People learning to swim often feel ‘out of breath’ and put it down to overexertion due to poor stroke technique or lack of fitness. However, It is possible for swimmers to practice breathing in the water whilst immobile and that ‘out of breath’ feeling can still quickly occur.
Generally, breathing is a process that we don’t give much thought to. In our day to day lives we only really notice our breath if it is abnormal due to illness or exertion. We don’t pay much attention to what goes in and what comes out and how our bodies achieve this exchange.
I have taught for a long time that successful breathing, when swimming a recognised stroke, requires a swimmer to inhale when their face is sufficiently out of the water and exhale the rest of the time. I don’t think this is bad advice, just an oversimplification.

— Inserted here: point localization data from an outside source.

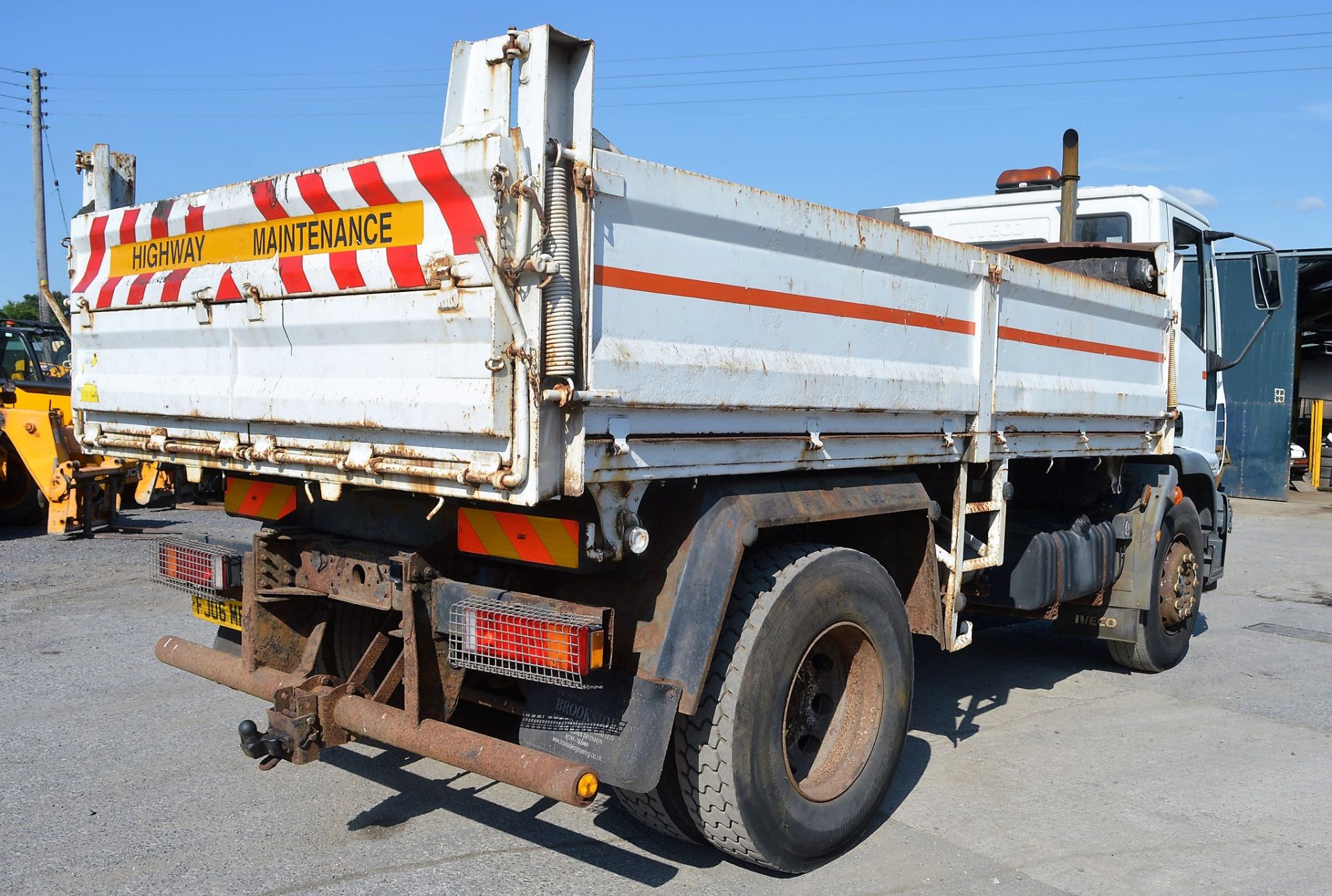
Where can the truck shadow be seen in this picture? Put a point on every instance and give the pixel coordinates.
(417, 795)
(953, 694)
(954, 691)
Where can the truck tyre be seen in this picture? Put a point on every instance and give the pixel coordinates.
(20, 498)
(664, 807)
(801, 723)
(1170, 618)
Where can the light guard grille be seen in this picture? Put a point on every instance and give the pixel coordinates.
(196, 567)
(524, 641)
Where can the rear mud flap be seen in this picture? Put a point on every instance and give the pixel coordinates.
(1106, 623)
(621, 729)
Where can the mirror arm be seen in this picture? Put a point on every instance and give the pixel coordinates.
(1216, 364)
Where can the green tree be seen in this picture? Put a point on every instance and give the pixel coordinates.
(24, 309)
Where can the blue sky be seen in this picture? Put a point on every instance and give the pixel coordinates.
(874, 104)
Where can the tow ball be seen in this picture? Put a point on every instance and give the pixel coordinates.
(293, 731)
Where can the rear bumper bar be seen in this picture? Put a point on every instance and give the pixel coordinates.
(532, 770)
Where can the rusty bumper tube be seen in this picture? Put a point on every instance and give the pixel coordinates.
(532, 770)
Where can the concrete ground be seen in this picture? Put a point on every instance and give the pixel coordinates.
(1034, 764)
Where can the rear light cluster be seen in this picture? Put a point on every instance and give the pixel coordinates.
(524, 641)
(198, 567)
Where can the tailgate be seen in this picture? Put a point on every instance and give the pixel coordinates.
(334, 318)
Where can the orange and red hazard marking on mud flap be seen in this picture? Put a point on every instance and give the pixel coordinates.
(259, 499)
(518, 537)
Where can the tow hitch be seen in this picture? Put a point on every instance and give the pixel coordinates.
(324, 712)
(293, 732)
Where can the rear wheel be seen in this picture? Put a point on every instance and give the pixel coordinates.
(805, 712)
(664, 807)
(1172, 613)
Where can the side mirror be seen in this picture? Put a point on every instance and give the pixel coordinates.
(1267, 282)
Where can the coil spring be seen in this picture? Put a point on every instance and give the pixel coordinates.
(558, 307)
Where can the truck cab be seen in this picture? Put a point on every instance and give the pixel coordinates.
(1025, 209)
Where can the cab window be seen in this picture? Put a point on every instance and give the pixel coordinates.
(15, 361)
(1188, 252)
(1102, 228)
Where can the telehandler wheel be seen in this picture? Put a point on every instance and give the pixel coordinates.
(20, 498)
(663, 809)
(1168, 621)
(805, 712)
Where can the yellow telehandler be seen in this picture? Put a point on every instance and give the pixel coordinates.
(40, 460)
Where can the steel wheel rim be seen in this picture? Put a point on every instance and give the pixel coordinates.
(1178, 587)
(834, 707)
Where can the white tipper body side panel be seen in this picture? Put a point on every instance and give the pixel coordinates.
(722, 331)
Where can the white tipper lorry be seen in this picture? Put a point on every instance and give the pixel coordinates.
(579, 470)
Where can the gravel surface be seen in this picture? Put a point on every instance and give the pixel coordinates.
(1034, 764)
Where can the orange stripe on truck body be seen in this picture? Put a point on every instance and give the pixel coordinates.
(544, 541)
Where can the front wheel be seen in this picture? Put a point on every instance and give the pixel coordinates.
(20, 498)
(805, 712)
(1172, 610)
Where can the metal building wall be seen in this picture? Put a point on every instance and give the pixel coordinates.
(1261, 390)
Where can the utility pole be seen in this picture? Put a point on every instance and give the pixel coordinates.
(39, 196)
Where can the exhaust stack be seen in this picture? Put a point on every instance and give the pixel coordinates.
(1068, 188)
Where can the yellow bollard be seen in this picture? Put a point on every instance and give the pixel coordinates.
(1316, 442)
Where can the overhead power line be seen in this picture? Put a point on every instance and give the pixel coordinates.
(719, 100)
(967, 40)
(55, 180)
(973, 87)
(184, 76)
(262, 89)
(817, 114)
(941, 59)
(344, 98)
(965, 68)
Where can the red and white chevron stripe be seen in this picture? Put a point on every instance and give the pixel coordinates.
(453, 195)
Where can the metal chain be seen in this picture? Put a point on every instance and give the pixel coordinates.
(499, 179)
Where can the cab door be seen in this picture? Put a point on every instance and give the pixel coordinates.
(1197, 334)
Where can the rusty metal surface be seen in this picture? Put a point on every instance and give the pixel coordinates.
(525, 767)
(221, 667)
(676, 642)
(300, 703)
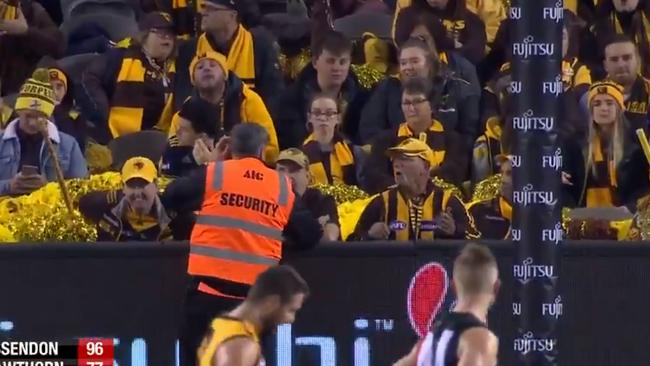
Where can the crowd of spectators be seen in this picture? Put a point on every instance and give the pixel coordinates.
(411, 107)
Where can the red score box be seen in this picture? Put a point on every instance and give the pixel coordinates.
(95, 352)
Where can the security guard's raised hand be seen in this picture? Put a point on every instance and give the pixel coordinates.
(379, 230)
(204, 154)
(222, 149)
(446, 222)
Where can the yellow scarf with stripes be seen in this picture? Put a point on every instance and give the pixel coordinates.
(601, 195)
(411, 216)
(435, 129)
(341, 158)
(126, 113)
(241, 56)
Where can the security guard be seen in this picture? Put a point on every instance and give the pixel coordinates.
(247, 211)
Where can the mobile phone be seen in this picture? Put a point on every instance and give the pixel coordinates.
(29, 170)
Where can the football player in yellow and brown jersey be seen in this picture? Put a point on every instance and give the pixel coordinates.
(234, 338)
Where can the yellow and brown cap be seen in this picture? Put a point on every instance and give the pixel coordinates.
(139, 167)
(610, 88)
(294, 155)
(37, 94)
(412, 147)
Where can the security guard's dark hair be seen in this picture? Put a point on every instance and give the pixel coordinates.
(283, 281)
(248, 139)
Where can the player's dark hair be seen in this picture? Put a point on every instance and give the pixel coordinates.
(471, 267)
(283, 281)
(618, 38)
(334, 42)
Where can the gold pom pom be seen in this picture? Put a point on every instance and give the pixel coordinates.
(43, 217)
(41, 75)
(292, 66)
(367, 75)
(341, 192)
(448, 186)
(487, 189)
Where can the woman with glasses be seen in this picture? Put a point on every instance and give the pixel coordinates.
(331, 158)
(130, 88)
(421, 123)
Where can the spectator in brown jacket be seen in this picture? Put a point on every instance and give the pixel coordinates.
(420, 123)
(25, 40)
(414, 208)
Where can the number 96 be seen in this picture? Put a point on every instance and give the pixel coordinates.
(94, 348)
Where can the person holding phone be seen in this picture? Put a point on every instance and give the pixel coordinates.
(413, 209)
(25, 160)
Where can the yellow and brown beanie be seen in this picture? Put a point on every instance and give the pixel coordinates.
(8, 9)
(610, 88)
(37, 94)
(211, 55)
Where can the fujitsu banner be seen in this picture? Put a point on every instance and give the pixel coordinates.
(536, 89)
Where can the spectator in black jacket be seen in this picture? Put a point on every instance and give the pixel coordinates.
(329, 73)
(250, 53)
(135, 213)
(295, 164)
(26, 38)
(66, 117)
(465, 28)
(457, 105)
(196, 121)
(449, 162)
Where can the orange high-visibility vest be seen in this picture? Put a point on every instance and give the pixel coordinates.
(238, 232)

I’m now of the opinion that the quality of the inbreath and the intention of the outbreath need more consideration. The inbreath needs to be achieved using the diaphragm (deep but not rushed) and the intention of the outbreath should be fearless (freeing the body of tension). If there is a pause in the flow of the breath (breath holding) at some point it doesn’t matter as long as it is not caused by fear.
Clearly we are all very different and there is no one size fits model, so use your time in the water to be aware of your breath and experiment. As long as you let your breathing flow by inhaling an unhurried ‘belly breath’ and then letting it go calmly, you will be able to relax and enjoy floating or swimming with your face in the water.